Hurricane Sandy: “It’s going to take years to recover”; ‘Unsafe sex’ at Sands

A natural disaster on the East Coast is fast becoming an industry-wide problem, its effects felt as far afield as Iowa, I kid you not. In light of the total havoc Hurricane Sandy has wrought upon travel, particularly by air, Las Vegas will feel an extra chill in the air, too. It seems nearly frivolous to talk about casinos when people are dead and seawalls are collapsing, but this is a moment of some gravity for the casino biz, and the effects on October revenue in Atlantic City will be dire. However, operators are taking the responsible course of action, regardless of its effect upon their bottom line, although Caesars Entertainment appears to be in a bit of hurry to get the roulette wheels spinning again.

The pleasant surprise was that, despite an eight-foot storm surge that made Atlantic City seem like the second coming of Atlantis and took out a large chunk of the Boardwalk, A.C.’s casinos came through darn near unscathed, according to early reports. (As for the human toll, it could have been a lot worse when you consider that serially useless Mayor Lorenzo Langford [D] was tripping over his shoelaces.) Or maybe not …

It is rather symbolic of the downcast state of Trump Entertainment Resorts that part of lowly Trump Plaza, the leading charity case on the Boardwalk, would be physically disintegrating beneath Sandy’s fury. (The worst danger to the Golden Nugget was from a runaway yacht at the nearby marina.) Ironically, the hurricane’s arrival coincided with a deadline imposed upon Colony Capital to either keep the Atlantic Club up and running or call it a day. Since we’re in the very early innings of Colony’s initially promising, grind-joint repositioning of the former Atlantic City Hilton, it only makes sense to keep the doors open. Besides, there’s finally some adult supervision — that of the Division of Gaming Enforcement — of the place and Colony was strong-armed into reinvesting $24 million into the casino whose finances it ruined. Short of using Colony CEO Tom Barrack (right) as a human shield against the storm, I can’t think of a fairer solution. Besides, Barrack is only good creating damage, not preventing it.

While the State of New Jersey deployed forces to guard the gaming houses, operators like industry ambassador and Tropicana Entertainment CEO Anthony Rodio (right) began totting up lost revenue. The best-case scenario would be a $15 million bite, or a third of what Hurricane Irene inflicted, probably closer to $25 million-$30 million. However, analyst Michael Pollock seems to be whistling past the graveyard when he asserts that post-Sandy business will be buoyed by “pent-up demand.” Forgive me for being a spoilsport but when a hurricane of epochal proportions has just plowed through your neighborhood and perhaps — as in the case of my sister in Philadelphia — torn a big chunk off your house, allow me to suggest that gambling isn’t going to be the #1 use of your discretionary income. (Only bond analyst Barbara Cappaert appears to get this.) Cleaning up after Sandy could, however, be a darn good excuse for the industry to accelerate Atlantic City reinvention projects like Harrah’s Resort‘s planned, $134 million convention center.

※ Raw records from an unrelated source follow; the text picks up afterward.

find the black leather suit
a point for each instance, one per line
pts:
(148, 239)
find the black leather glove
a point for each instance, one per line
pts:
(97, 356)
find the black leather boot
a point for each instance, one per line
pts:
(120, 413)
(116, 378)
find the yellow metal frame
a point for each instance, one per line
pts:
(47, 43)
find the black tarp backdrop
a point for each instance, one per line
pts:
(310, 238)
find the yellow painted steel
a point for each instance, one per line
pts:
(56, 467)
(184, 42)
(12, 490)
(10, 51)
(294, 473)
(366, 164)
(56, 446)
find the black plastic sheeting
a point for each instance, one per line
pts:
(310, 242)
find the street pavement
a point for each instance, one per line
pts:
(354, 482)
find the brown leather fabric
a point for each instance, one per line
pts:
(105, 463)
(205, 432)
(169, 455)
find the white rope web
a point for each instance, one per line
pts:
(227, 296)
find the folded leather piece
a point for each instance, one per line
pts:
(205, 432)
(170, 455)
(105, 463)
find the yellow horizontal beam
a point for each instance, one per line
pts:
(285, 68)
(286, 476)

Further up the coast, both Foxwoods Resort Casino and Mohegan Sun shut their doors and hunkered down for the storm. Regardless of whether or not Resorts World New York stayed open, I daresay it was seeing darn few customers, New Yorkers having near-Biblical problems on their doorstep. Las Vegas Sands shook its fist at Mother Nature and, in Pennsylvania, vowed that Sands Bethlehem would stay open, consequences be damned.

Speaking of Sands … CEO Sheldon Adelson and his underlings need to be a bit more selective in terms of which high rollers they coddle. That’s the clear moral emerging from the plea-bargaining supposedly underway involving alleged evasion of cash-reporting requirements (or what’s normally termed “money laundering”). Two individuals who’d have benefited from Sands’ purported rinse-and-spin cycle would have been convicted felon Umar Siddiqui and jailed, uh, pharmaceutical tycoon Zhenli Ye Gon. Somebody (or a bunch of somebodies) at Sands probably did just what many rival casino execs might also do: bent the rules when an especially large “whale” needed a little favor. But remember, when you take money from Sheldon, you’re taking money from everybody with whom he ever did business … just like unprotected sex, y’know?